The material presented in Module 4 will allow us to investigate, measure, and test relationships between two (or more) categorical variables. The variables under investigation are referenced using the following terms.
Definition |
Response Variable : The primary outcome or variable of interest in an investigation. Predictor Variable : The other variable(s) being considered in an investigation that potentially influence the resposne variable |
Consider once again the data presented in Module 3 regarding the perceived risks of smoking marjiuana for Female and Male students in Grade 11 from Fillmore County. The two variables in this investigation are identifed as follows.
The response variable for this investigation is Perceived Risk
The predictor variable for this investigation is Gender
If the goal of an investigation is to compare the perceived risk of smoking marjiuana across grade levels, then the associated segmented bar graph would have the following appearance and the two variables would be identifed as follows.
The response variable would be Perceived Risk
The predictor variable would be Grade
Example 4.1.1: Consider the following snip-it of data from the Titanic - the well documented ship that sunk in 1912 on it’s maiden voyage from Europe to the United States.
Data Download: Link
An image of the R.M.S Titatic is provided here. The image shows the various areas for 1st Class, 2nd Class, and 3rd Class passengers. Like modern day flights, 1st class tickets cost more, but 1st class passengers get better accomodations than others.
Consider the following questions that could be considered with the data provided.

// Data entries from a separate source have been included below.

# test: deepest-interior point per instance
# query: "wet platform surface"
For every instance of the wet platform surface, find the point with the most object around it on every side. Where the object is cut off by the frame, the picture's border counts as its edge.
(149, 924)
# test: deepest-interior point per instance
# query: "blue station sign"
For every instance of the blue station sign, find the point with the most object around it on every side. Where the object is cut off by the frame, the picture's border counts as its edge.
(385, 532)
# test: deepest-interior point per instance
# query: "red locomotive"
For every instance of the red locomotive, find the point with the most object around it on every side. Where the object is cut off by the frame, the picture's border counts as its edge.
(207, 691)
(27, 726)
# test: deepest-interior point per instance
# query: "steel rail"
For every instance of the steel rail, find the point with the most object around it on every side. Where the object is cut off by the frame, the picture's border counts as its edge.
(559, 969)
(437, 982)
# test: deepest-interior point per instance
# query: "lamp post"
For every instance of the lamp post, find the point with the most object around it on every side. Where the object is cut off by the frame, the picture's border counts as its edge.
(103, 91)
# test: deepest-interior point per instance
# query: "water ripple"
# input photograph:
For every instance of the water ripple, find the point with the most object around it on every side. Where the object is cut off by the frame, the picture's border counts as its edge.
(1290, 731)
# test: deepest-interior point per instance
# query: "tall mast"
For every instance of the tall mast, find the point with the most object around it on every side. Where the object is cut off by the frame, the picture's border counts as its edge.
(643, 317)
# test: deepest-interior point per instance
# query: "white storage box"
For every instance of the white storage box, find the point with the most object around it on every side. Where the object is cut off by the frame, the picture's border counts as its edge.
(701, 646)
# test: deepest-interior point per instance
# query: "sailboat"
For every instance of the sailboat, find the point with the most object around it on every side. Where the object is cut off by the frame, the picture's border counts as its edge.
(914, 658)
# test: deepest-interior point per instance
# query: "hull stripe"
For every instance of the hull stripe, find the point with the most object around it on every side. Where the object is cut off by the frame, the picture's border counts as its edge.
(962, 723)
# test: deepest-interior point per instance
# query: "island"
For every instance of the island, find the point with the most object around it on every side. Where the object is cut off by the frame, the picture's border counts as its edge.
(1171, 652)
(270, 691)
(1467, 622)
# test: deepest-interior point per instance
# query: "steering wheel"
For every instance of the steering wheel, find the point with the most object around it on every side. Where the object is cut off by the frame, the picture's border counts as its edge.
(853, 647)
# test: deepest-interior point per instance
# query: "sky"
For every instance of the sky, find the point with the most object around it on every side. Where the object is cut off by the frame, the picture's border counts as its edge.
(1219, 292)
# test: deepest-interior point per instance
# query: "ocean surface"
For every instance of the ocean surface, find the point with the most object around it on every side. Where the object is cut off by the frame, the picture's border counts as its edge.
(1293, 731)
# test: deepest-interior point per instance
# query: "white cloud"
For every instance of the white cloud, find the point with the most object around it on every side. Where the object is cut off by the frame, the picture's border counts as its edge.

These questions require consideration of a single variable from the dataset (Survied for the 1st question and Passenger Class for the second question). On the other hand, the following questions would require consideration of two variables – survival rate and passenger class – simultaneously.
A common spreadsheet feature that allows on to quickly summarize data is called a PivotTable.
PivotTables are one of the most under-utilized tools in spreadsheets. PivotTables are a powerful tool and allow one to easily and quickly summarize the data is various ways which is important when trying to understand the relationship between variables.
Let us begin by considering the relationship between Survived and Passenger Class for the passengers from which data has been collected.
The response variable: Survived
The predictor variable: Passenger Class
Type of Summary: Count
Creating a PivotTable
The process for creating a PivotTable in Google Sheets is similar to Excel. In Google Sheets, first highlight the data that you want to summarize, next select Data > Pivot table… [In Excel, highlight the data you’d like to summarize, then select Insert > PivotTable.]
The PivotTable will ask you where you’d the like the output to be placed – typically the output is placed onto a New Sheet. Click Create.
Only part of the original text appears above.